Mad Men's Season Three Finale: A Perfect Pitch


Mad Men’s season three finale is possibly one of the best episodes of the show so far, if just for the great ways they showed how purposefully done everything through the season was.

Of course Joan left the firm because she got married. It made it much more dramatic when she came back and was given purpose again. Plus, with her husband going to Vietnam soon, she’ll likely need the built-in support network.

Of course Duck offered jobs to Peggy and Pete. They were two of the most talented and forward-thinking people in the firm, so it makes sense they'd be asked to join the new version of it. Plus, think of the dynamic between Duck and Peggy next season.

Of course Betty had an affair, even if it was mainly emotional. If Don wouldn't have found out about it, he would never have separated from her (or called her the spoiled brat that the audience has called her for a while now), which he desperately needs to do to be a better person.

Of course Hilton strung Don along and used him. It finally clued Don in on what he made others, at least his business friends, feel like.

Of course Sal got fired. That's going to make all of us so much more worried and hopeful about the possibility of them hiring him for the new incarnation of the firm, because they need him so badly. In the viewer’s eye, that would have to involve Don apologizing for the way he treated Sal the last time the two talked. That may even be possible with what Don may have learned.

Don continues to have one small epiphany after another. Sometimes they take and sometimes they don't.
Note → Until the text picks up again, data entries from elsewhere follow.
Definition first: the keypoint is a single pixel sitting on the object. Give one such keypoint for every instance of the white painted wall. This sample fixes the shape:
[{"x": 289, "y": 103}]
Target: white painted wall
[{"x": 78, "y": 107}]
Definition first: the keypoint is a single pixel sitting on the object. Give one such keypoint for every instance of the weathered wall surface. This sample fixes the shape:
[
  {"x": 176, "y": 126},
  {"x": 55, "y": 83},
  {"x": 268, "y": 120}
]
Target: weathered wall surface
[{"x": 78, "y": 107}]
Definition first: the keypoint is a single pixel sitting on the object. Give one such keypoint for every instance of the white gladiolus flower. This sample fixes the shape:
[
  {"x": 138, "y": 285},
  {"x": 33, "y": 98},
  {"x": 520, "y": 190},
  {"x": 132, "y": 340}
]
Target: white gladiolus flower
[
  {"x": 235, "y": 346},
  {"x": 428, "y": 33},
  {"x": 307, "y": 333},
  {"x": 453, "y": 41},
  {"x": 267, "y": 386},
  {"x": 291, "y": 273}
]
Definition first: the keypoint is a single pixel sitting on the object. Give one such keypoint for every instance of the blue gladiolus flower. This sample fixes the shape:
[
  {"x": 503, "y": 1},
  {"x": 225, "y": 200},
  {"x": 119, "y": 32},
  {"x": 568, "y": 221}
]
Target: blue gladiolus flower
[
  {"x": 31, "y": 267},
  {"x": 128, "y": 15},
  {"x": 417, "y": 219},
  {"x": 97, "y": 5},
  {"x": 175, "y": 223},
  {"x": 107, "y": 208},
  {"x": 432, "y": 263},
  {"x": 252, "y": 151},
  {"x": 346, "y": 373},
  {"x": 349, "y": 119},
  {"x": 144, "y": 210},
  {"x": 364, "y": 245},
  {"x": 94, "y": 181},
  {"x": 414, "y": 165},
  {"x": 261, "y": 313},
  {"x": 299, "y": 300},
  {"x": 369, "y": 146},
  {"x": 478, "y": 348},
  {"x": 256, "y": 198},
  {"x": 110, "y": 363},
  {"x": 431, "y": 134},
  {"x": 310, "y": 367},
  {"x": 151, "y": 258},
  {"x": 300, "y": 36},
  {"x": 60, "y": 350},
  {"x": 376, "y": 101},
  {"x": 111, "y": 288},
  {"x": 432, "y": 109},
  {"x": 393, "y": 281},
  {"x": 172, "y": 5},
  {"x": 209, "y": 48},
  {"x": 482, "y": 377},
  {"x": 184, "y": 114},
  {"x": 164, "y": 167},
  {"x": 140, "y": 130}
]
This last episode, it seems he was barraged with them and it looks like they'll all take to some degree. Betty's only epiphany seems to be that she deserves to be with someone who doesn't cheat on her and does share who he is with her, but that just highlights the differences between their two personalities and what they learned this past season. Don has learned he can and needs to be more open. Open in the truth about who he is (both with himself and others), with showing appreciation for others (it's about time he said what he did to Peggy and Pete), and his own limitations (admitting he can't do what others like Pryce and Roger can). However, while Don has learned he needs to be more open and supporting, Betty seems to only have realized she deserves better than what she gets from Don and wants the kind of spoiled life she had before marrying him. In other words, Don learned to accept and give, while Betty learned to fight (harder than before that is) and take (what she feels she deserves, which is a lot). That’s not meant to admonish her feelings because she does deserve better than a man who’ll cheat on her with any woman that’s as different from her as can be. Every woman Don’s been with so far is dark-haired and intellectually stimulating. Betty doesn’t fit either of those descriptions. She, however, is a product of her environment, both past and present.

One of the most dramatic and telling scenes of the finale was the big argument in Don and Betty’s bedroom after he found out about Henry Francis. It’s hard to blame her for saying she’s better than Don now that she knows what kind of family he came from, because it was so perfectly done in the scene by having Don instigate the comment and her so quickly agree to it out of anger. Who hasn’t said something they didn’t mean in the heat of an argument? That’s one of the great ways Mad Men captures people’s attention. The characters are so utterly despicable in so many ways, but they end up being so relatable in just as many ways.

I would say it’s maddening, but Don Draper would verbally beat me down for such a bad pun.